Hemingway regarded him with a half-smile. “You know, Horace, there's no pleasing you at all,” he said. “First, nothing will do for you but to pin this crime on to Plenmeller, and now, when it begins to look as if we might be able to do it, you turn round and argue that he couldn't have done it!”
“Now, that's not fair, Chief!” Harbottle protested. “You know very well I don't want to pin it on to anyone but the right man! All I said was that as far as appearances go he seems to me a more likely murderer than any of the others, except, perhaps, that chap Lindale. I daresay he wouldn't stick at much, but for the purposes of this argument he's out of it. I don't see how Plenmeller could have got rid of the rifle, but I do see that it wouldn't have been difficult for any one of the other three to have done so. The Vicar—mind you, I'm not saying it was him, and I don't think it was, either—the Vicar wasn't at The Cedars after 6.00, so he might have committed the murder at 6.15; and as we don't know what he was doing after he left that sick parishioner of his he might possibly have fired your second shot. Since he could have got into the grounds of Fox House from his own meadow, there would have been very little fear of his being seen; and he had all the time in the world to dispose of the rifle.”
“The only difficulty being that his rifle wasn't in his possession at the time,” said Hemingway. “However, the rifle is the stumbling-block in every instance, so I won't press that point.”
“I've nothing more to say about the Vicar. You've met him, and I haven't. What I do think is that we can't rule out Ladislas any longer. He told you that he didn't know anything about that tennis-party. That might be true, or it might not.
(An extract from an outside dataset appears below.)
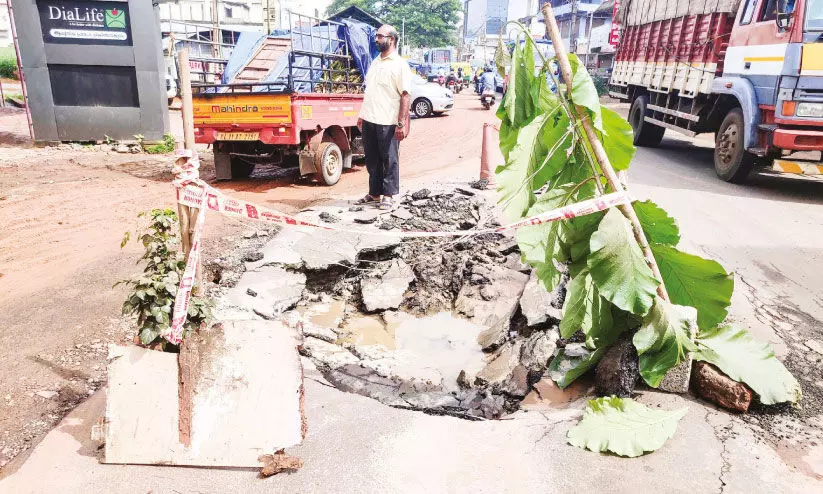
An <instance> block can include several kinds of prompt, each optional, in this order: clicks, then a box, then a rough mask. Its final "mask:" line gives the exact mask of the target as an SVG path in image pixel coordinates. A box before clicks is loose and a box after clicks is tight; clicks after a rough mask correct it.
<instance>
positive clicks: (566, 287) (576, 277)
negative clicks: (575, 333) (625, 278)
mask: <svg viewBox="0 0 823 494" xmlns="http://www.w3.org/2000/svg"><path fill="white" fill-rule="evenodd" d="M620 329H621V328H615V327H614V324H613V321H612V306H611V304H610V303H608V302H607V301H606V300H604V299H603V297H601V296H600V294H599V293H598V292H597V287H596V286H594V283H592V279H591V276H590V275H589V272H588V271H586V270H583V271H582V272H581V273H579V274H578V275H577V276H575V277H574V278H572V280H571V281H570V282H569V284H568V285H567V287H566V301H565V302H564V303H563V319H561V320H560V335H561V336H562V337H563V338H570V337H571V336H572V335H573V334H574V333H576V332H577V331H578V330H580V331H583V334H585V335H586V346H587V347H589V348H602V347H605V346H608V345H610V344H611V343H614V340H616V339H617V336H619V334H620Z"/></svg>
My experience of a place like this is that everyone knows when someone's giving a party. Say he did know! All right! He shoots Warrenby, realises he's bound to be suspected, and so hangs about until he hears someone coming. He may even have sneaked along the common to watch the footpath, knowing that several people were likely to leave The Cedars by the garden-gate. He's got a motor-bike; his landlady was out that evening: what was to stop him driving off anywhere he pleased—perhaps to the river—and getting rid of the rifle?”